· 

支え合いの願い実現に向けて

(このブログは、東洋経済新報社刊「LIFE SHIFT2」を参考に、私の思うところを書いています。スタートは、昨年の7月10日です。)

 「支え合いの関係」について主に結婚を中心に話を進めてきた。本の中に提案されていることをもとに簡単にまとめよう。

 人生が長くなり、社会規範の変容もあり、生き方の選択肢も増える。しかし基本的に「愛し、愛される」ことに本質があることは変わらないだろう。互いが理解し合い、互いに依存することも認め合うことが前提だろう。

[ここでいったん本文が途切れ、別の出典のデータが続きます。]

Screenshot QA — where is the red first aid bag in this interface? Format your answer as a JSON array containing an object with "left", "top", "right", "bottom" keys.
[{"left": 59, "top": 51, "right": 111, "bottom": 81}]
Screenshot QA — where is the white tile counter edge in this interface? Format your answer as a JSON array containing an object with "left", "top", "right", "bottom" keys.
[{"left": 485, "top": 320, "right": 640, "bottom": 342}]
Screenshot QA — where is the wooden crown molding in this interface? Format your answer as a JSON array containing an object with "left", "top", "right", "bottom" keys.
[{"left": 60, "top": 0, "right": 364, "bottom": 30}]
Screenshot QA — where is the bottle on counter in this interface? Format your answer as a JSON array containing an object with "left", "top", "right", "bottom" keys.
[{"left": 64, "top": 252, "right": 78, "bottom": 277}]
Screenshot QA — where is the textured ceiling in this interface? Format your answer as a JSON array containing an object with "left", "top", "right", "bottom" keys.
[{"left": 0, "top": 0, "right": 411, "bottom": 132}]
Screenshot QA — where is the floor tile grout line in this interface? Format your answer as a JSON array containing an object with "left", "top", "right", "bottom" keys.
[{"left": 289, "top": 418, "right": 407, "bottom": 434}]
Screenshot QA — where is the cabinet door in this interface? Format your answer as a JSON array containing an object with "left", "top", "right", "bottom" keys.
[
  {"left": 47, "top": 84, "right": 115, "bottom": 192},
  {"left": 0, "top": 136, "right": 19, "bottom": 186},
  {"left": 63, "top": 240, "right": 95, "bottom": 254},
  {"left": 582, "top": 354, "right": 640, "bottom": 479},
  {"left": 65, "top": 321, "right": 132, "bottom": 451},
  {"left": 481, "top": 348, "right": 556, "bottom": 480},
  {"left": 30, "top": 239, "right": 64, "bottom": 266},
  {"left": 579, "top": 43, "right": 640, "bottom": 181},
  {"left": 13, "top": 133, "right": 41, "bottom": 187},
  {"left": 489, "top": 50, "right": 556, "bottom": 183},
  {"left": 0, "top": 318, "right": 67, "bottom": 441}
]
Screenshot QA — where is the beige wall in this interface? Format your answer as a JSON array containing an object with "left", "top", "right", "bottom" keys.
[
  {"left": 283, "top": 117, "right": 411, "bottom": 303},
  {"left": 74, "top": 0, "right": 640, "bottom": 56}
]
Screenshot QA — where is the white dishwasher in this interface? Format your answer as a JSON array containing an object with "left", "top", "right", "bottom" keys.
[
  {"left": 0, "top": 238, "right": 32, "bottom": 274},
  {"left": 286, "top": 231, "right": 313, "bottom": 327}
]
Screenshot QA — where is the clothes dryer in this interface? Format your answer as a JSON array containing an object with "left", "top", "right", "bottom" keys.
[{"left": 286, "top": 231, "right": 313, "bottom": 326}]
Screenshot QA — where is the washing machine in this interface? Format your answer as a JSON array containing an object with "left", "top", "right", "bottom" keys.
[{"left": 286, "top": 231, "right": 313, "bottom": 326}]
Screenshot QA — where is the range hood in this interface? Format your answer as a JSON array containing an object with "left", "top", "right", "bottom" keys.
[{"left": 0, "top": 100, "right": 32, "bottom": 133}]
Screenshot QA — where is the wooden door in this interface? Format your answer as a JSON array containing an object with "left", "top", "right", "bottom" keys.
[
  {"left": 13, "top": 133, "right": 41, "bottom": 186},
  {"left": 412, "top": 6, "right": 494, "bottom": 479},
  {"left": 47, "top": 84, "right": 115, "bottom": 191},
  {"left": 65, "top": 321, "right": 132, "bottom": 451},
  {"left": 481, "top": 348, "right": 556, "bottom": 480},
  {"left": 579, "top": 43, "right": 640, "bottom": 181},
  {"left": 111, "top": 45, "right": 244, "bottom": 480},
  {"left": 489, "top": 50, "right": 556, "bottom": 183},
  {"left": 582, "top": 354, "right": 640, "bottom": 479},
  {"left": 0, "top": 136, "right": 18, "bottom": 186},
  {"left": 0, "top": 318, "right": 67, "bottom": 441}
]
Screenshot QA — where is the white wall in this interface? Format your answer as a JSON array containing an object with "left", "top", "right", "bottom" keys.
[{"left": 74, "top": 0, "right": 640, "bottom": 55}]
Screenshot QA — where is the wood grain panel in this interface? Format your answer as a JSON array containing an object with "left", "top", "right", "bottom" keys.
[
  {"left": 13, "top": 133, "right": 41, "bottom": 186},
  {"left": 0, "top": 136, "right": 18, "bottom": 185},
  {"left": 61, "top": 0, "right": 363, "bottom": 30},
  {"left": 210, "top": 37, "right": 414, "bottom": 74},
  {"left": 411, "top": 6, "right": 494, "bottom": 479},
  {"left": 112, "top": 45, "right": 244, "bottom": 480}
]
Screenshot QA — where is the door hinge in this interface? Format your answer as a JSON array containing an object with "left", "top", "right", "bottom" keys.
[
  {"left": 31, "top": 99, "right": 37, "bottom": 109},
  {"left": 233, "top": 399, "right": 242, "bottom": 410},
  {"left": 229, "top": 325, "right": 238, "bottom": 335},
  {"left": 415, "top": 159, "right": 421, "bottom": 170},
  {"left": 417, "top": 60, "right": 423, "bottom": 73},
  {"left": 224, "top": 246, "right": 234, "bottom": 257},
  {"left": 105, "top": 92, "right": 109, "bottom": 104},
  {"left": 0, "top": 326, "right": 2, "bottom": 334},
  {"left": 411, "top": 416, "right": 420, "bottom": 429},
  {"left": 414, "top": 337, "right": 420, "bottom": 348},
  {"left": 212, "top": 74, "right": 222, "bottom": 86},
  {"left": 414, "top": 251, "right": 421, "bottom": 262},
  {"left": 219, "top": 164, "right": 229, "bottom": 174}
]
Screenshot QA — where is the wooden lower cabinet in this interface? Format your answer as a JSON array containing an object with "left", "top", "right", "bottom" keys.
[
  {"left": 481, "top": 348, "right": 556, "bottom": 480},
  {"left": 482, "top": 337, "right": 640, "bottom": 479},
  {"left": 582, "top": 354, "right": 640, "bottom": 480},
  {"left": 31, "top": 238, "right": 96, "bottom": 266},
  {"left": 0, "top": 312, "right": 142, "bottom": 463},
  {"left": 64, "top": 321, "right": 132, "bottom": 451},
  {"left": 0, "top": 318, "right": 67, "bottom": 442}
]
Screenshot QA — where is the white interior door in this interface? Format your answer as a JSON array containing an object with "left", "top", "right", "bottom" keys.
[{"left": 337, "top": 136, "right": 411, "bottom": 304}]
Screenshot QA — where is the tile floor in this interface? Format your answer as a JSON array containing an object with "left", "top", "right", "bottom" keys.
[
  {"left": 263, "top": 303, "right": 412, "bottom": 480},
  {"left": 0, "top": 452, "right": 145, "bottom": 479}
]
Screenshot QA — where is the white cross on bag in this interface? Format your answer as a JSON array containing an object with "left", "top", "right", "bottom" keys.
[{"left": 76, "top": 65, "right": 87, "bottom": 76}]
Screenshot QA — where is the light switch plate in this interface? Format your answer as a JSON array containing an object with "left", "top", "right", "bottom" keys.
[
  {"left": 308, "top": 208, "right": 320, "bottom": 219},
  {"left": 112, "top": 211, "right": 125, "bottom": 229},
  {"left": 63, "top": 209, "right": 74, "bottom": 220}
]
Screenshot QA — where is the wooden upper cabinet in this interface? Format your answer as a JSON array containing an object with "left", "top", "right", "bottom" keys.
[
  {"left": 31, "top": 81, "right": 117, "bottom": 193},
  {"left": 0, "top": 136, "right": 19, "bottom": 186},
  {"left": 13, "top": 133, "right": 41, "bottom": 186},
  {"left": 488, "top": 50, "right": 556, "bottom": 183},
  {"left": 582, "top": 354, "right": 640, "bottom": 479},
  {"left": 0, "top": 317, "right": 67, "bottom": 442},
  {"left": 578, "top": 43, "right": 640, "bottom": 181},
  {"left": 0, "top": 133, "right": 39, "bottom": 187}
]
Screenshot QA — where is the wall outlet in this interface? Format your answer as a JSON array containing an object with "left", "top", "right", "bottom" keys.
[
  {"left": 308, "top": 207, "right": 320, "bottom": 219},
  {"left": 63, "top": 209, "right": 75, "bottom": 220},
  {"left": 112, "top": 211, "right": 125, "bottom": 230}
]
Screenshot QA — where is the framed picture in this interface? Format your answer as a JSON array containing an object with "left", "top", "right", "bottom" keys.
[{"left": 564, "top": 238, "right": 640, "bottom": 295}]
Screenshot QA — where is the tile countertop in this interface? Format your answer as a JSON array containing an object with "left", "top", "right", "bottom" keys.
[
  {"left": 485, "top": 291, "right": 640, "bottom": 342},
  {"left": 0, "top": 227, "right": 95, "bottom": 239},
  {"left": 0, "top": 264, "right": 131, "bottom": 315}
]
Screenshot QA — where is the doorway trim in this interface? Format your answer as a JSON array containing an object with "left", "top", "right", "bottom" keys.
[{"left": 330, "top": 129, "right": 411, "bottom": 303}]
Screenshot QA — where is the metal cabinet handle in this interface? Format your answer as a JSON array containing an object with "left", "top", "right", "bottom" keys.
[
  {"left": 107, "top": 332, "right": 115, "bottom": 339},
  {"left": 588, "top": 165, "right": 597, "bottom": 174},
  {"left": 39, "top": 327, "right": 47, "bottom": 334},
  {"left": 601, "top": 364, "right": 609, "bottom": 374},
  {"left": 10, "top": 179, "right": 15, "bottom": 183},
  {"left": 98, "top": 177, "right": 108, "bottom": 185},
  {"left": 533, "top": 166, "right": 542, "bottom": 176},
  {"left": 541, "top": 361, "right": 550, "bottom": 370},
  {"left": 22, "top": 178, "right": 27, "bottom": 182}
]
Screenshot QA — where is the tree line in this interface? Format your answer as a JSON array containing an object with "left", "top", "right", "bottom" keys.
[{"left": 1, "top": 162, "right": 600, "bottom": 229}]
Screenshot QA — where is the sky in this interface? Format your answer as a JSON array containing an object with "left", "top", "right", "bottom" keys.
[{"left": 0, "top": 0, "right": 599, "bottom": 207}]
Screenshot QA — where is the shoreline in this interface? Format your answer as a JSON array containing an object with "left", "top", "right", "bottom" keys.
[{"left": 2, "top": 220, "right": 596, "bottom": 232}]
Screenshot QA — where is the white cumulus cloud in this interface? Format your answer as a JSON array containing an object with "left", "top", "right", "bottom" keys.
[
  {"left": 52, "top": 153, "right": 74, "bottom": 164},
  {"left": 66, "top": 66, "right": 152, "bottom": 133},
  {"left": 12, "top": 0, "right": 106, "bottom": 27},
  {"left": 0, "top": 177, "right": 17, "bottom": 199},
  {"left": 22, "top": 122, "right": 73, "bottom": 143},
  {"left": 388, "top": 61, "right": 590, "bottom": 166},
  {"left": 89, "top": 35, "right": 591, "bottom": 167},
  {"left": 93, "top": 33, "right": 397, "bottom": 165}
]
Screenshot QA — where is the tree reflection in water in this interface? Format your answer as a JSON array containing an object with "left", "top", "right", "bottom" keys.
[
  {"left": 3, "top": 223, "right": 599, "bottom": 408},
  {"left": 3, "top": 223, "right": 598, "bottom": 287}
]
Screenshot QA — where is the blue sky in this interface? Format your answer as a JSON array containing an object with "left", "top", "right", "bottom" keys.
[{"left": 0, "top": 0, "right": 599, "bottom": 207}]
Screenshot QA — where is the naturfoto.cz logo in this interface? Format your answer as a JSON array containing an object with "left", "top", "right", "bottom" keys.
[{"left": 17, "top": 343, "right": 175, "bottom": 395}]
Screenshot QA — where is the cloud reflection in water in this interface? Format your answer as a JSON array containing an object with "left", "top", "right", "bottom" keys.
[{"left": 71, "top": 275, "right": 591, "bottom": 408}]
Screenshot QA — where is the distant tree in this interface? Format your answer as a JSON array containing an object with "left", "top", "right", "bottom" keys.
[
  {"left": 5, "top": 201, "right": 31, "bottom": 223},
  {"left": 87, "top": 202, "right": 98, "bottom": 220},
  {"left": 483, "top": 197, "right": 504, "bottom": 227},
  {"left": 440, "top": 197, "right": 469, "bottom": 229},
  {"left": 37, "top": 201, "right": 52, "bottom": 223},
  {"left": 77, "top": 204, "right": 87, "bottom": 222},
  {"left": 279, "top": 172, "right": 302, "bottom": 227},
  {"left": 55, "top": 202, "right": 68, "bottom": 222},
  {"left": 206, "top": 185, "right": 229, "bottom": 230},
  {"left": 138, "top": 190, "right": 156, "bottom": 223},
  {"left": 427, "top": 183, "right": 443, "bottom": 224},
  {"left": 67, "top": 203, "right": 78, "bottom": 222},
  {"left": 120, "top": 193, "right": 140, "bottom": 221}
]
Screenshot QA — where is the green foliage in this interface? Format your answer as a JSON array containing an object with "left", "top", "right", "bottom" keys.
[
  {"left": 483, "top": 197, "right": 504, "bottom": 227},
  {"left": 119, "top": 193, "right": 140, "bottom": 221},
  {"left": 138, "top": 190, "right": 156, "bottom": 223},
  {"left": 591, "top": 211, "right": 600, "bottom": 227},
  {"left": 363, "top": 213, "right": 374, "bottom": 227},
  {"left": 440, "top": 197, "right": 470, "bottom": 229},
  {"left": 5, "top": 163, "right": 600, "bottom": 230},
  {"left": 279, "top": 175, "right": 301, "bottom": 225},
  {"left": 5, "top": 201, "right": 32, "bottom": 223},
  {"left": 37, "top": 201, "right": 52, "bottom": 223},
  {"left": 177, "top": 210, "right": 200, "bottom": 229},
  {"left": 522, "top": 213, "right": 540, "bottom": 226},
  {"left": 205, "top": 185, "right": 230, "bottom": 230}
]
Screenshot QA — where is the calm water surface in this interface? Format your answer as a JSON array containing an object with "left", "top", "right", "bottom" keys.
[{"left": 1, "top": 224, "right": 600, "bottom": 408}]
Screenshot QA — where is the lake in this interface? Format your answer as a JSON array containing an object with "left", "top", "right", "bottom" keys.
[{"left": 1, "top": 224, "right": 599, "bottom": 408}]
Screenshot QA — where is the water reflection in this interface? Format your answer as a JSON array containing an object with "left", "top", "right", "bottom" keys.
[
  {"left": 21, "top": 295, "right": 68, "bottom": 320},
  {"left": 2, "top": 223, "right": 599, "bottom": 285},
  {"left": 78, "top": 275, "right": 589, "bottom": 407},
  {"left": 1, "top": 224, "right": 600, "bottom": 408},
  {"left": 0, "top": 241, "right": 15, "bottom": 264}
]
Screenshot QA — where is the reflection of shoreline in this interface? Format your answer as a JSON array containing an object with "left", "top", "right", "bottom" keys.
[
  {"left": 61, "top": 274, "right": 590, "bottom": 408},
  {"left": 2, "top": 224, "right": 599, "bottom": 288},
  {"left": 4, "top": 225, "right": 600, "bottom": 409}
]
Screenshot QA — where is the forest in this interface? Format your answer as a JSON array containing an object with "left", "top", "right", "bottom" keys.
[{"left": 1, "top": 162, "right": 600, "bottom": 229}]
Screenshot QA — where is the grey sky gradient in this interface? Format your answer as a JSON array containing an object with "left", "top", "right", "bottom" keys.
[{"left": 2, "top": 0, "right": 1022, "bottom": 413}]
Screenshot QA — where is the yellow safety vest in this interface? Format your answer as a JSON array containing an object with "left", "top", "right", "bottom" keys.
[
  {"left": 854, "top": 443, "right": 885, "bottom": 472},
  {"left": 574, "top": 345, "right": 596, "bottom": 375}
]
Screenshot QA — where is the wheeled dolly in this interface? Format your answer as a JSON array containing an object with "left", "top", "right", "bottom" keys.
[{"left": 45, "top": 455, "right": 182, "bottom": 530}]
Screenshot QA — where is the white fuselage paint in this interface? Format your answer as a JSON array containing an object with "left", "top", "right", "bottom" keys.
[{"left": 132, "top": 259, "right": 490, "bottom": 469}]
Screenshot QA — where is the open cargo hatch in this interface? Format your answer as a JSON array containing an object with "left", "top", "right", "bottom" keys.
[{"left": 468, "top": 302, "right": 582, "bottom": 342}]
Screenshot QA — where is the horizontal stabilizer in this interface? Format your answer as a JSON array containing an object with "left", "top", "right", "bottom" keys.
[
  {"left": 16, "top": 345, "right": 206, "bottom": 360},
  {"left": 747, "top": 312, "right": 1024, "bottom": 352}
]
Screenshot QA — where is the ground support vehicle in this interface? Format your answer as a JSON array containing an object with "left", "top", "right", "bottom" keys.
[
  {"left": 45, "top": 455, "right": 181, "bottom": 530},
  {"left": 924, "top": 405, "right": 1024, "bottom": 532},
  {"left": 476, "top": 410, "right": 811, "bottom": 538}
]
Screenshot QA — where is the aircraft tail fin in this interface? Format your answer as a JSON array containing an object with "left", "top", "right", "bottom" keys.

 それを実現するためにもう少し深めよう。まずは、選択肢が増え、状況が複雑化していることにしっかり向き合うことだ。パートナーと一緒に過ごし、子どもを育て、やりがいのある仕事を続けたいというような願いを理解し合い、互いの求める「ありうる自己像」をしっかり見つめるのだ。

 ただ、避けて通れないのは、何を選択するにもプラスの要件とマイナスの要件があることだ。独身を通すことの良さもあれば、手に入れることが不可能になったり、別な形でよしとしなくてはいけないこともある。結婚することも同じで、深く愛し合って一緒になることで手に入れることはたくさんあるが、そのために我慢しなくてはいけないこともある。

 特に子どもを育てることは、大きな負担というか責任を生じる。もちろん企業の慣行のように社会の変革を求められることもある。夫の育児休業取得率のことがニュースでよく取り上げられるが、良い夫婦関係を守り続け、生活の安定基盤を確かなものにしていくためには、互いの理解と責任が大事だ。よく話し合い、信頼関係を育むことが不可欠だ。

 一気に書いたが、長い人生を振り返ったり、教育相談等で私のところに届いたりする現実は簡単なものではない。話し合いを持とうとしても、単に強い方の言い分を押し付けられる結果になり、状況は改善しないどころか、互いの不信感が増幅することも多い。

 独身者が孤独な世界に籠るのではなく、むしろ家族や友人関係を大事にし人的ネットワークを広げていることについてしばらく前に書いた。これは、結婚したりパートナーとの共同生活を選択したりした人たちも同じだろう。不安や悩みを一人で抱え込まず、相談したり学び合ったりすることで、別な次元から世の中や自分の在り方を見つめ直してみることが大事だ。

 NHKのあさイチで、加賀まりこが上手いことを言っていた。未婚で子を産み、今はパートナーと共同生活をしている。「コップの置き方が気に入らず『なんでこんなふうに』と思っても、それを相手に言っても自分がイライラするだけ、気になるなら自分で直せばいい。お互いに違う人間なんだから完璧に理解し合うなんて無理。」だと言っていた。(番組内容の記憶は多分こんな感じ)「これでいい」と一緒にいることで諦めることや許し合うことで得られるものに目を向けることが大事なのだろう。